Mortality at 12 months in patients receiving tacrolimus/MMF (2.7%) was similar compared with patients receiving cyclosporine/MMF (3.3% and 1.8%) or sirolimus/MMF (3.0%).

Patients in the tacrolimus group exhibited higher estimated creatinine clearance rates (eCLcr) using the Cockcroft-Gault formula and experienced fewer efficacy failures, defined as biopsy proven acute rejection (BPAR), graft loss, death and/or lost to follow-up in comparison to each of the other 3 groups: tacrolimus /MMF (20.4%), cyclosporine/MMF (36.2% and 31.6%) and sirolimus/MMF (46.4%).

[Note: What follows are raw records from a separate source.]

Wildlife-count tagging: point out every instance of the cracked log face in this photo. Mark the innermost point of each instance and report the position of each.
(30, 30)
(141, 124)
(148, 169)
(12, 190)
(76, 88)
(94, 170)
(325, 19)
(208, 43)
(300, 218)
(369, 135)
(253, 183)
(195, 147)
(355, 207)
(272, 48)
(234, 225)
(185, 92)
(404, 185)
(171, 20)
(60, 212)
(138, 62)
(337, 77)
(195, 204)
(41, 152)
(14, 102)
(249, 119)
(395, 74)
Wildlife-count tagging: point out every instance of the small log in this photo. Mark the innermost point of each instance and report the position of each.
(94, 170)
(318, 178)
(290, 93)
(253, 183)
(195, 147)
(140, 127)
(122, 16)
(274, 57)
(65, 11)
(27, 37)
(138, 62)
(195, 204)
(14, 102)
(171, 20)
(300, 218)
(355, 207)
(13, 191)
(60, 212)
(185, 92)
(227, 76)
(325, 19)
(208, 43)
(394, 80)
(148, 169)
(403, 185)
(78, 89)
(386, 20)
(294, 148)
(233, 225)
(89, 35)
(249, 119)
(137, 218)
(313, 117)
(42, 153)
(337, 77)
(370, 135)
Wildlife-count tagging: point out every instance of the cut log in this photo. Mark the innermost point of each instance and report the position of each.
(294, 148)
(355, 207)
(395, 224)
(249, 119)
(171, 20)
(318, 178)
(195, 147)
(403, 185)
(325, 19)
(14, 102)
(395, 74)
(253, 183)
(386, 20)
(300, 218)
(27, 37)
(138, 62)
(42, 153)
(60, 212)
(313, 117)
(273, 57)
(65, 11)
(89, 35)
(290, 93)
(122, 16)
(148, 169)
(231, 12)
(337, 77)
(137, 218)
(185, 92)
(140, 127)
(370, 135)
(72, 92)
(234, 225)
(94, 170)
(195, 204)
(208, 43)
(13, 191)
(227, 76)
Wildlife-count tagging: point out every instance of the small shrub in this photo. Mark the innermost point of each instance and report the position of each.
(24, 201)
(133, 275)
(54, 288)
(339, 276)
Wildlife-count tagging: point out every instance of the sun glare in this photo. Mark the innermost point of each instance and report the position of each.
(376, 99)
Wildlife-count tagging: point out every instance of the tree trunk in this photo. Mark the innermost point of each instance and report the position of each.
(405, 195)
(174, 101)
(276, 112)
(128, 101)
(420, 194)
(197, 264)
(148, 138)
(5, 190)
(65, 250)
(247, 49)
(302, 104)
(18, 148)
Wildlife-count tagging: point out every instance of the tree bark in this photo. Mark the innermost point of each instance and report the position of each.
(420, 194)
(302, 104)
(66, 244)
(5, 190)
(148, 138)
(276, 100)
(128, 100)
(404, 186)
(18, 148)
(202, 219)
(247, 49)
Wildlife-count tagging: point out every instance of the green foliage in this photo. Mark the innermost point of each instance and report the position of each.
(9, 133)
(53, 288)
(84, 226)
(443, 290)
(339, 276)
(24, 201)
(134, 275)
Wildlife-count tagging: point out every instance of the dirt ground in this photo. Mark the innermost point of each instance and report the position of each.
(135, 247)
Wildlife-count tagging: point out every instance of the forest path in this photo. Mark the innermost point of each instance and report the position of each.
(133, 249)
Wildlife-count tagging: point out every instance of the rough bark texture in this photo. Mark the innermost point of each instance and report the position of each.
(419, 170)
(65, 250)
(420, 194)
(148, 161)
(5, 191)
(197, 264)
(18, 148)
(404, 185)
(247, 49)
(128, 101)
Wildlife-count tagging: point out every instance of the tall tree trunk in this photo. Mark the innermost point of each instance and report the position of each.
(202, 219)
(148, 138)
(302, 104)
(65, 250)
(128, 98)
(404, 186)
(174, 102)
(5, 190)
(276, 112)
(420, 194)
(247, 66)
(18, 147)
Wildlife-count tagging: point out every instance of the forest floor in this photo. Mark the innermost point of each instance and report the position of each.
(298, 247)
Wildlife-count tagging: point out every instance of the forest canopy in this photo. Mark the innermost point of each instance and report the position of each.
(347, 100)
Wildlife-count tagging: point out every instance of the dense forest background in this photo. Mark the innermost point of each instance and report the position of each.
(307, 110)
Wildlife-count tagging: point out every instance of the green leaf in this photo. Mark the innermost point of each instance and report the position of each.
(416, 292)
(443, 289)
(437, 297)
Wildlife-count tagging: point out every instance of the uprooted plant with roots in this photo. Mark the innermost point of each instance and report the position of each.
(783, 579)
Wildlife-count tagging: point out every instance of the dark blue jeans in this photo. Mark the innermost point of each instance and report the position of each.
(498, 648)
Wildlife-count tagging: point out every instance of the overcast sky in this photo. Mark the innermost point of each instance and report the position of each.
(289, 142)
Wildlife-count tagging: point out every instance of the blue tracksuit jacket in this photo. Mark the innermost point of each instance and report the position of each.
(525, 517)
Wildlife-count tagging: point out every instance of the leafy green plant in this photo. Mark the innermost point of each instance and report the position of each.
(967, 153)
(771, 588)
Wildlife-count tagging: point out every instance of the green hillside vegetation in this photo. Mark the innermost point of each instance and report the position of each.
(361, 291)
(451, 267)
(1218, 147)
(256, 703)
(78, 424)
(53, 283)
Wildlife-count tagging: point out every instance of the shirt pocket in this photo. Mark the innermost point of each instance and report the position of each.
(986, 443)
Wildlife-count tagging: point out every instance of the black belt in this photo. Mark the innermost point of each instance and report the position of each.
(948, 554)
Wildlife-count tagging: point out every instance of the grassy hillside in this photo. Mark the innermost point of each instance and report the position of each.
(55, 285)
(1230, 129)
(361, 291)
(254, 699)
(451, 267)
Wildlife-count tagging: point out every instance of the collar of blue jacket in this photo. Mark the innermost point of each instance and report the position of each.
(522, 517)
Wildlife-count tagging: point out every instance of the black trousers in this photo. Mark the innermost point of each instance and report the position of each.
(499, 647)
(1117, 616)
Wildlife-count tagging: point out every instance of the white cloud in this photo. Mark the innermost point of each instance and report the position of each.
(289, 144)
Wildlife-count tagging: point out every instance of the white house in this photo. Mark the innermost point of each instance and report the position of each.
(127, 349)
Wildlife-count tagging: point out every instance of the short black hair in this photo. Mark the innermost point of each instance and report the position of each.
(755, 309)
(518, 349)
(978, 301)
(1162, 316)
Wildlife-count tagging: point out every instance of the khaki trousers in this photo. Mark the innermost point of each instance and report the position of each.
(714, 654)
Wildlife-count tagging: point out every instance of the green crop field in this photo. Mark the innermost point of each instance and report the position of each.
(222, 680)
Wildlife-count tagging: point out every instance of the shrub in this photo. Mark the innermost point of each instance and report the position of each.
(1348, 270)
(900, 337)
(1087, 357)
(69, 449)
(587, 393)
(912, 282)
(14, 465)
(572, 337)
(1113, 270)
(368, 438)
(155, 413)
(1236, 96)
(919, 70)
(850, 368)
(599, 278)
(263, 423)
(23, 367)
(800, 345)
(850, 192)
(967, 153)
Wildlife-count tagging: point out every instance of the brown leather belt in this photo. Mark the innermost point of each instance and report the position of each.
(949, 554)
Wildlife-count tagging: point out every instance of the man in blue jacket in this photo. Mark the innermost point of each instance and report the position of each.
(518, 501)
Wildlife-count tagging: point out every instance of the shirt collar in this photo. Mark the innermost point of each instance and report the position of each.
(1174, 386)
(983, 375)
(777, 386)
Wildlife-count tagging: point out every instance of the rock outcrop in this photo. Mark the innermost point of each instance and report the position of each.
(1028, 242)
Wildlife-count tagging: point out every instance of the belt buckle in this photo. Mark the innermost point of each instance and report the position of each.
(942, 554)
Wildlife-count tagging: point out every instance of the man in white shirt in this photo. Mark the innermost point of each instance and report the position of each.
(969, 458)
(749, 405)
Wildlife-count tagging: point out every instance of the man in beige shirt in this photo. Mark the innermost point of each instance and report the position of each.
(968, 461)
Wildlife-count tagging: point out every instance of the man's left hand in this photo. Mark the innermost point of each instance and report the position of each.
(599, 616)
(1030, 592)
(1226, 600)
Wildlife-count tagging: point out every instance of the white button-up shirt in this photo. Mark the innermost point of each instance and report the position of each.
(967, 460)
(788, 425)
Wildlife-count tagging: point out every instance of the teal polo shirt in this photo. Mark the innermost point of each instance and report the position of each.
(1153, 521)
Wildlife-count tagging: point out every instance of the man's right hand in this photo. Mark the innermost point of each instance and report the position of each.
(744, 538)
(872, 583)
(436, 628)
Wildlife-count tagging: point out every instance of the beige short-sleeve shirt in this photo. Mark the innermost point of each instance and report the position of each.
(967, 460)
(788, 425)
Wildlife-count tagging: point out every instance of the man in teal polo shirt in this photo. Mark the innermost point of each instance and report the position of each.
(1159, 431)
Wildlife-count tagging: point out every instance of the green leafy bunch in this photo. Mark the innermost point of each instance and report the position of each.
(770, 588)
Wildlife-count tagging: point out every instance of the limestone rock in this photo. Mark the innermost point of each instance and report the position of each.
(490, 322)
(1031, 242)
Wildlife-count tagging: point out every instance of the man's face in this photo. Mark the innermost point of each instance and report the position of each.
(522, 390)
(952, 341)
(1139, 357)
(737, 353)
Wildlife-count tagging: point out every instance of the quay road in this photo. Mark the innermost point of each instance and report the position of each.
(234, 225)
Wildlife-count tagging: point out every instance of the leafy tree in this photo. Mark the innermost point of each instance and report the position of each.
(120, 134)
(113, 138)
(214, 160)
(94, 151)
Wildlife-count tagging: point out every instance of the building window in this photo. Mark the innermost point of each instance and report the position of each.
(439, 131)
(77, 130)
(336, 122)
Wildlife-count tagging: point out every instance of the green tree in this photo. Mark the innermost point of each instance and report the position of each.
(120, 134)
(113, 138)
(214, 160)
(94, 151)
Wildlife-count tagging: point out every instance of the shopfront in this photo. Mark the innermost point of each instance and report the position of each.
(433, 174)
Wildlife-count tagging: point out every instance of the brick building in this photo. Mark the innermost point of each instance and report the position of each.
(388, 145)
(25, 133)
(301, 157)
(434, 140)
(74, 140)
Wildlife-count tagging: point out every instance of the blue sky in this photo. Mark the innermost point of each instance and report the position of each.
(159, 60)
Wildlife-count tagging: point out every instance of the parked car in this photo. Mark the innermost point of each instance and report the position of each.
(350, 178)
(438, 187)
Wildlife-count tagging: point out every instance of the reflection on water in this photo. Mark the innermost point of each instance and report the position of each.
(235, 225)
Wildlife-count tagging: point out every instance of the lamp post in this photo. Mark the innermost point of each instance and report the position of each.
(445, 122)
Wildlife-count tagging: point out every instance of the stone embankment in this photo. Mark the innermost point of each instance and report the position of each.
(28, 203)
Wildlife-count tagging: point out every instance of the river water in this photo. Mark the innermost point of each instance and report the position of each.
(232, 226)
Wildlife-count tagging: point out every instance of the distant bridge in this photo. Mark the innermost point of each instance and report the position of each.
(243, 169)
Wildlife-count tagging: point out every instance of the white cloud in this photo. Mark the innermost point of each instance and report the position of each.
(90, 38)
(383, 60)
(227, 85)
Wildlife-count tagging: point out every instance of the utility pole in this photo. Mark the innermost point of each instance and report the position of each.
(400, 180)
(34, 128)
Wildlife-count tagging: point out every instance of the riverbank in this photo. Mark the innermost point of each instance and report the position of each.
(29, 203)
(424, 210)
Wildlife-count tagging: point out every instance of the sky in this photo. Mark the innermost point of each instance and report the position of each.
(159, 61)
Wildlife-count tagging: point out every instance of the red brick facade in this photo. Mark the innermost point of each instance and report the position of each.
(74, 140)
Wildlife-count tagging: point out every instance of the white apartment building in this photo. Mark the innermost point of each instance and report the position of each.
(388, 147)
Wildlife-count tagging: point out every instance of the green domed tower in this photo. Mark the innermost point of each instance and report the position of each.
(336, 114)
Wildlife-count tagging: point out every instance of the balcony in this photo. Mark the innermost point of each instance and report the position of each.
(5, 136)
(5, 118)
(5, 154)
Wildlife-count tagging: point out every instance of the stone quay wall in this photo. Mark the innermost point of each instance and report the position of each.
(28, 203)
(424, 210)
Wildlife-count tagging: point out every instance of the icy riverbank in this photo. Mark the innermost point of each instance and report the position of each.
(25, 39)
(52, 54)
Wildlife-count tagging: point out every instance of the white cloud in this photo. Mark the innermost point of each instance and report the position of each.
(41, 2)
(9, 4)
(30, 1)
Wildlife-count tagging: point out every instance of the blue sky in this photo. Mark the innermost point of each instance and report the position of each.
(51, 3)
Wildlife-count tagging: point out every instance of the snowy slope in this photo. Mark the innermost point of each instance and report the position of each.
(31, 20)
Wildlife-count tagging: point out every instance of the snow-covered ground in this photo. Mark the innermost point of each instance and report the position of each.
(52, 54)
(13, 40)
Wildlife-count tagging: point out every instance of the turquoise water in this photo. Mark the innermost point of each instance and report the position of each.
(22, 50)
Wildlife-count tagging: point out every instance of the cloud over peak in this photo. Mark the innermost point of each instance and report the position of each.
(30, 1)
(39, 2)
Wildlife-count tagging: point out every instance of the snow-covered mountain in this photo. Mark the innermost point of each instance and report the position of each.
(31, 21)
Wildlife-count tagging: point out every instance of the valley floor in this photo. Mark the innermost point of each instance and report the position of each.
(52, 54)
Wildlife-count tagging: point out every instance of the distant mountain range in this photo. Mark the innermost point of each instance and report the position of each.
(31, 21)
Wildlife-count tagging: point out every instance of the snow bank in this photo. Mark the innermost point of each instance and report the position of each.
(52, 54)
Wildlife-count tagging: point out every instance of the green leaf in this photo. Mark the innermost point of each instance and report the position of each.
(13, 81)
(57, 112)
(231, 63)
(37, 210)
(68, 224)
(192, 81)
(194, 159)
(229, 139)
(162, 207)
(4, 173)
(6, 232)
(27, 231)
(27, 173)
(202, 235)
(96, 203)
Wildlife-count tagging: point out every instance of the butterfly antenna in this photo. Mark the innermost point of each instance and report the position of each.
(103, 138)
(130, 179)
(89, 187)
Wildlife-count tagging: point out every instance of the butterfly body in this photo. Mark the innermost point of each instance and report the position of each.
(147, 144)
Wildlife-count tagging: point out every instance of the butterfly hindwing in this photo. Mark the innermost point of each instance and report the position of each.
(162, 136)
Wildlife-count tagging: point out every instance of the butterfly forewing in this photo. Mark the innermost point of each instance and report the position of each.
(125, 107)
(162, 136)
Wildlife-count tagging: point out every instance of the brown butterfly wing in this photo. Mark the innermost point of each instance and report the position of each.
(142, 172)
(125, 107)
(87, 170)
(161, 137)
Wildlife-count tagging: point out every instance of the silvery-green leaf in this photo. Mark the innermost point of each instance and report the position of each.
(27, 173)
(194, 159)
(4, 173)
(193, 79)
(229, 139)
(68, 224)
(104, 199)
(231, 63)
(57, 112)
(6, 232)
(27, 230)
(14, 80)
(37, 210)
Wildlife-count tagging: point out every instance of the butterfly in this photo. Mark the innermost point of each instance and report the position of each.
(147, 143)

Median creatinine clearance rate at 12 months was higher in the tacrolimus group (66.2ml/min) than in the other 3 groups (range, 56.9-60.9ml/min). The BPAR was also lowest (15.0%) in the tacrolimus arm when compared with the standard-dose cyclosporine (29.0%), low-dose cyclosporine (26.6%) or sirolimus (38.1%) groups.

Graft loss excluding death was also lowest in the low-dose tacrolimus group (3.0%), followed by the low-dose cyclosporine group (5.0%), the standard-dose cyclosporine group (7.2%), and the sirolimus group (7.5%).